Giovanni Careri a posé quelques questions à propos de la relation entre anthropologie et histoire de l’art et plus précisément entre analyse des formes de l’expression et analyse des formes des contenus. Questions autour des figures du serpent et de la croix, mais surtout questions sur les paradigmes du corps et de la chair qui constitue le socle anthropologique sur lequel est bâtie la conception eschatologique et historique de la chapelle Sixtine. En analysant la représentation de la Crucifixion de Amman il a relevé que cette description d’un « rituel du serpent » ne va pas sans rappeler la conférence de Aby Warburg et notamment sa réflexion sur la plasticité symbolique de la figure du serpent. Une fois établie la relation dialectique entre le « vrai » serpent et la figure serpentine, il s’est demandé pourquoi le lien entre l’anthropologie chrétienne de la ressemblance et le rôle matriciel de la figure serpentine n’a jamais été fait alors que les textes de saint paul à propos de la conformation et de l’incorporation sont très clairs, et qu’il suffit de lire, à titre d’exemple contemporain, le petit traité du Beneficio di Cristo (1543) pour voir que l’incorporation par ressemblance est le modèle non seulement partagé mais d’une certaine façon remise au centre de la pensée religieuse du temps. On peut tenter de répondre à cette question en se referant à la censure exercée à l’encontre du Jugement dernier et rappeler que cette fresque a été critiqué et défendue plus que toute autre œuvre d’art auparavant. Le Jugement dernier voit le jour au moment où l’« histoire de l’art » commence à construire un domaine discursif autonome. La littérature sur la fresque constitue donc un ensemble de textes fondateurs de la discipline. La séparation entre la valeur formelle de la figure serpentine et sa valeur « anthropologique » dans la Sixtine se situe donc dans un moment décisif pour la définition des fondements de l’histoire de l’art.
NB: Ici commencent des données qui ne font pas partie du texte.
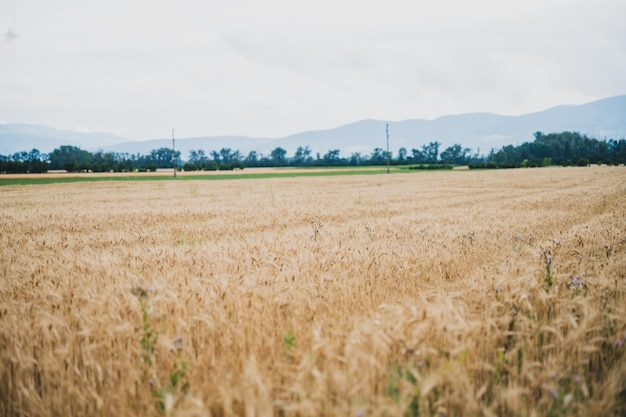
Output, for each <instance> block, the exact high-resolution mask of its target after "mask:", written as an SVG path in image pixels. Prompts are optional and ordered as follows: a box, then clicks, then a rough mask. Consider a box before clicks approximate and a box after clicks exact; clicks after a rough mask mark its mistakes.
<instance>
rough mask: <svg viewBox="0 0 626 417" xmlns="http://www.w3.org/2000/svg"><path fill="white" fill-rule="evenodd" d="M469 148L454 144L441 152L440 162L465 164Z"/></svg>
mask: <svg viewBox="0 0 626 417" xmlns="http://www.w3.org/2000/svg"><path fill="white" fill-rule="evenodd" d="M470 152H471V149H470V148H462V147H461V145H459V144H454V145H452V146H450V147H449V148H447V149H446V150H444V151H443V152H441V155H440V157H441V162H443V163H444V164H456V165H465V164H467V163H468V162H469V161H468V155H469V153H470Z"/></svg>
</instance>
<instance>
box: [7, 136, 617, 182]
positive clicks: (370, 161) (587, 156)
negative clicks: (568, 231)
mask: <svg viewBox="0 0 626 417" xmlns="http://www.w3.org/2000/svg"><path fill="white" fill-rule="evenodd" d="M534 138H535V139H534V141H532V142H524V143H523V144H521V145H519V146H513V145H507V146H504V147H502V148H501V149H500V150H498V151H495V150H491V152H490V153H489V154H488V155H487V156H485V155H481V154H480V150H478V151H477V152H474V153H472V150H471V149H470V148H464V147H462V146H461V145H459V144H454V145H452V146H450V147H448V148H446V149H443V150H441V151H440V149H441V143H440V142H429V143H428V144H425V145H422V146H421V147H420V148H413V149H411V150H410V152H409V151H408V150H407V149H406V148H400V149H399V150H398V152H397V154H396V155H392V153H389V154H387V152H386V151H384V150H383V149H382V148H375V149H374V150H373V151H372V152H371V153H370V154H362V153H359V152H353V153H351V154H350V156H347V157H344V156H342V155H341V151H340V150H339V149H331V150H328V151H327V152H326V153H325V154H323V155H322V154H320V153H319V152H317V153H315V154H313V152H312V151H311V149H310V148H309V146H300V147H298V149H297V150H296V151H295V153H294V154H293V155H292V156H288V155H287V151H286V150H285V149H283V148H281V147H276V148H275V149H273V150H272V151H271V152H270V153H269V154H266V155H264V154H262V153H258V152H256V151H251V152H249V153H248V155H245V156H244V155H242V154H241V153H240V152H239V150H233V149H230V148H222V149H220V150H219V151H216V150H213V151H211V152H210V153H209V154H207V153H206V152H205V151H204V150H202V149H198V150H191V151H190V152H189V155H188V158H187V160H185V161H182V160H181V154H180V151H174V150H173V149H170V148H159V149H154V150H152V151H150V153H149V154H146V155H142V154H129V153H118V152H102V151H98V152H94V153H92V152H89V151H86V150H83V149H80V148H79V147H76V146H61V147H59V148H57V149H54V150H53V151H52V152H51V153H49V154H44V153H41V152H39V151H38V150H37V149H33V150H31V151H30V152H26V151H22V152H17V153H15V154H13V155H10V156H3V155H0V173H45V172H47V171H48V170H65V171H67V172H112V171H113V172H135V171H139V172H147V171H156V170H157V169H159V168H172V167H174V166H176V167H177V169H179V170H185V171H198V170H204V171H212V170H213V171H214V170H232V169H244V168H246V167H287V166H293V167H307V166H311V167H314V166H320V167H321V166H324V167H328V166H377V165H378V166H380V165H387V163H389V164H391V165H412V166H413V167H431V168H432V167H437V166H440V167H450V166H454V165H468V166H469V167H470V168H518V167H539V166H549V165H564V166H567V165H579V166H581V165H589V164H610V165H619V164H624V163H626V141H625V140H624V139H620V140H614V139H610V140H599V139H594V138H589V137H587V136H585V135H581V134H580V133H578V132H561V133H550V134H544V133H542V132H536V133H535V134H534Z"/></svg>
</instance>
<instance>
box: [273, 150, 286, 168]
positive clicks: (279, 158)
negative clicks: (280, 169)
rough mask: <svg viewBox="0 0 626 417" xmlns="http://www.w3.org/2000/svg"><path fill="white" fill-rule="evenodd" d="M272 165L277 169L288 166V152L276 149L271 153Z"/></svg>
mask: <svg viewBox="0 0 626 417" xmlns="http://www.w3.org/2000/svg"><path fill="white" fill-rule="evenodd" d="M270 158H271V161H272V165H273V166H275V167H282V166H285V165H287V151H286V150H284V149H283V148H281V147H277V148H275V149H274V150H273V151H272V152H271V153H270Z"/></svg>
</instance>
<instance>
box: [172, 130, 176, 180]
mask: <svg viewBox="0 0 626 417" xmlns="http://www.w3.org/2000/svg"><path fill="white" fill-rule="evenodd" d="M172 151H173V152H174V153H173V154H172V160H173V161H174V178H176V141H175V140H174V128H172Z"/></svg>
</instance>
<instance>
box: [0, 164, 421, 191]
mask: <svg viewBox="0 0 626 417" xmlns="http://www.w3.org/2000/svg"><path fill="white" fill-rule="evenodd" d="M390 172H391V173H399V172H403V173H408V172H411V171H408V170H399V169H394V168H392V169H391V171H390ZM413 172H418V171H413ZM386 173H387V168H386V167H383V168H368V169H350V170H348V169H345V170H343V169H342V170H334V168H332V170H331V169H323V168H322V169H319V168H318V169H315V170H313V169H307V170H302V171H298V172H280V170H278V171H277V172H263V173H242V172H237V173H234V172H233V173H227V174H226V173H221V174H207V175H184V174H179V175H178V176H177V177H176V178H174V176H173V175H146V176H142V175H141V174H134V175H125V174H119V175H113V176H99V175H98V174H93V175H92V174H89V175H85V176H80V177H71V176H68V177H67V178H64V177H56V178H44V177H41V178H37V177H36V174H33V176H32V177H29V178H11V175H10V174H6V175H2V176H0V187H1V186H8V185H40V184H59V183H74V182H103V181H217V180H243V179H264V178H297V177H327V176H329V177H330V176H344V175H380V174H386ZM44 175H45V174H44ZM68 175H71V174H68Z"/></svg>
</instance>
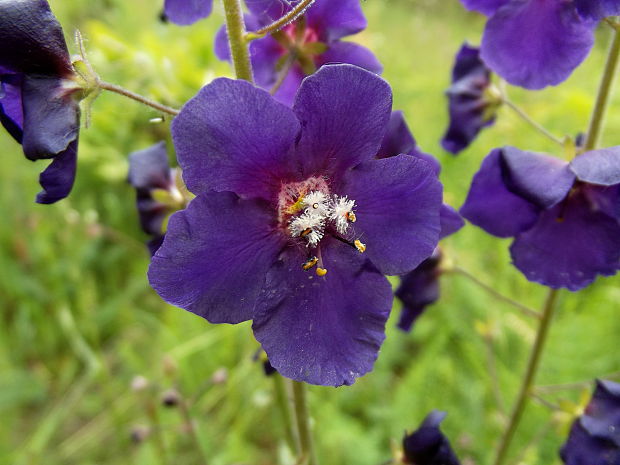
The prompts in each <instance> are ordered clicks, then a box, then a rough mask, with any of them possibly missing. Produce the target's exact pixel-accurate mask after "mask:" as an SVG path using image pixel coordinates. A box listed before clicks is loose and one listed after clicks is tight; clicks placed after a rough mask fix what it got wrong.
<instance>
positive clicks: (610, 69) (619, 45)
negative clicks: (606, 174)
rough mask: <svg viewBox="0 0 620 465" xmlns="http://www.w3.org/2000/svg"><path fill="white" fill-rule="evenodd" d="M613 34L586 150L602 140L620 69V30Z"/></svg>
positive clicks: (594, 145) (587, 149)
mask: <svg viewBox="0 0 620 465" xmlns="http://www.w3.org/2000/svg"><path fill="white" fill-rule="evenodd" d="M613 34H614V36H613V39H612V41H611V46H610V47H609V53H608V55H607V63H606V64H605V71H604V72H603V78H602V79H601V84H600V86H599V88H598V95H597V97H596V104H595V105H594V111H593V112H592V118H591V119H590V127H589V129H588V138H587V140H586V145H585V148H584V150H585V151H586V152H587V151H588V150H593V149H595V148H596V147H597V146H598V143H599V141H600V138H601V132H602V130H603V122H604V119H605V110H606V109H607V105H608V104H609V98H610V96H611V88H612V85H613V83H614V80H615V77H616V73H617V71H618V56H619V55H620V30H619V29H616V28H614V32H613Z"/></svg>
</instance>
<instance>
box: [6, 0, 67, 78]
mask: <svg viewBox="0 0 620 465" xmlns="http://www.w3.org/2000/svg"><path fill="white" fill-rule="evenodd" d="M0 44H2V48H0V66H1V67H3V68H6V69H9V70H12V71H14V72H16V73H24V74H37V75H42V76H56V77H68V76H70V75H72V74H73V71H72V67H71V60H70V59H69V52H68V51H67V44H66V43H65V38H64V36H63V33H62V28H61V27H60V24H59V23H58V21H57V20H56V18H55V17H54V15H53V14H52V12H51V10H50V7H49V5H48V3H47V2H46V1H44V0H20V1H15V0H14V1H2V2H0Z"/></svg>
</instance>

Stephen Campbell de la Johns Hopkins University a contribué au séminaire avec un exposé intitulé Renaissance Naturalism and the Jewish Bible : Farrara, Brescia, Bergamo 1520-1540 dans lequel il a montré que l’opposition binaire juif/chrétien sert à réorganiser la pensée artistique et théologique à propos du statut de l’art chrétien au moment de la crise de la Réforme. Bertrand Prevot, docteur de l’EHESS et membre associé du CETHA, a proposé d’introduire une dimension éthologique dans l’analyse de la peinture du Quattrocento afin de remettre au centre la question de la force et avec elle la conception énergétique découverte par Aby Warburg.

Dernière modification de cette fiche : 24 novembre 2008.